Missing Authentication & CSRF in ST Engineering iDirect iQ‑Series Terminals (CVE‑2026‑38059, CVE‑2026‑38057) Enable Unauthorized Device Access
What It Is – CISA’s advisory (ICS‑A‑26‑183‑01) details two critical flaws in iDirect iQ‑Series terminals (versions ≤ 4.5.2.1). The /api/identity and /api/ REST endpoints are exposed without authentication, and a CSRF weakness allows unauthenticated callers to retrieve device‑specific data (serial number, Device ID, Terminal Private Key identifier, MAC address, firmware version).
Exploitability – The vulnerabilities have a CVSS v3 score of 8.1 (High). No public exploit code is required; any network‑reachable attacker can issue simple HTTP requests to harvest the data.
Affected Products – ST Engineering iDirect Evolution iQ‑Series, 3315‑Series, and 9‑Series terminals (firmware ≤ 4.5.2.1).
Why It Matters for Compliance & Audit Readiness
- SOC 2 Access Controls – Missing authentication directly violates the CC6.1 “Logical Access” control, making it difficult to demonstrate effective access‑management during an audit.
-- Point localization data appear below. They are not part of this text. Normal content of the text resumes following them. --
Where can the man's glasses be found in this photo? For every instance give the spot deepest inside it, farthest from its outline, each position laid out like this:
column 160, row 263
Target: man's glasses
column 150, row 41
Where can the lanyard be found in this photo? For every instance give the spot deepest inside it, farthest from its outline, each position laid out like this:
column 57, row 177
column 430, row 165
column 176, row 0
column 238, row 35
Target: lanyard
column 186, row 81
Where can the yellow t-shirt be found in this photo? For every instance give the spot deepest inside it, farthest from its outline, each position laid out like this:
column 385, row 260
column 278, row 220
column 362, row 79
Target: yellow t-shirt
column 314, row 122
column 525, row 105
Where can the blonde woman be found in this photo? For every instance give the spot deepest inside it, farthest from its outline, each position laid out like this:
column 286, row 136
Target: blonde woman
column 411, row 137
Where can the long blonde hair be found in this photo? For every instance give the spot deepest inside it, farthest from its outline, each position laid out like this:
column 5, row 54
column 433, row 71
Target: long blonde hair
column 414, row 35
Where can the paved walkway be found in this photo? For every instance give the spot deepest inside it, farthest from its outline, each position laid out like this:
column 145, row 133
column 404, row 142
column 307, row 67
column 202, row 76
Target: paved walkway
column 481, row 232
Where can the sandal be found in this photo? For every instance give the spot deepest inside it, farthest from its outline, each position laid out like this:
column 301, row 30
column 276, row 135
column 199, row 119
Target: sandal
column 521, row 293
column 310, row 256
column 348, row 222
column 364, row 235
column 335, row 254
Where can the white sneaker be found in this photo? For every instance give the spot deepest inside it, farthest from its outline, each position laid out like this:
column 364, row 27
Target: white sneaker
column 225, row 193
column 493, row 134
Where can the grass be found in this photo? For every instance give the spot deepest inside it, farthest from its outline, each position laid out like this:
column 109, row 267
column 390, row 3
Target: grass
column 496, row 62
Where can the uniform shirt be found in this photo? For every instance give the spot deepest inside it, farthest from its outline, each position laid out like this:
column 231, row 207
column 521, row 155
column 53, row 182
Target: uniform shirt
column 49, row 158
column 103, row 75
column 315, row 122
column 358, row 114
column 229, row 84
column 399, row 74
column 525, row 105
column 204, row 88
- Continuous Evidence – Remediation (patching, configuration validation) must be captured as immutable evidence to satisfy the “Monitoring of Controls” requirement in SOC 2.
- Enterprise Buyer Expectations – Satellite‑communication providers serving defense, energy, and transportation sectors are increasingly required to prove SOC 2 compliance before contract award.
Recommended Actions
- Deploy the vendor‑provided firmware update (≥ 4.5.2.2) immediately.
- Verify that all iQ‑Series API endpoints enforce authentication and are protected by network‑level ACLs.
- Update your SOC 2 access‑control policies to include satellite‑terminal devices as “critical assets.”
- Capture patch‑deployment logs and post‑remediation scans as audit evidence.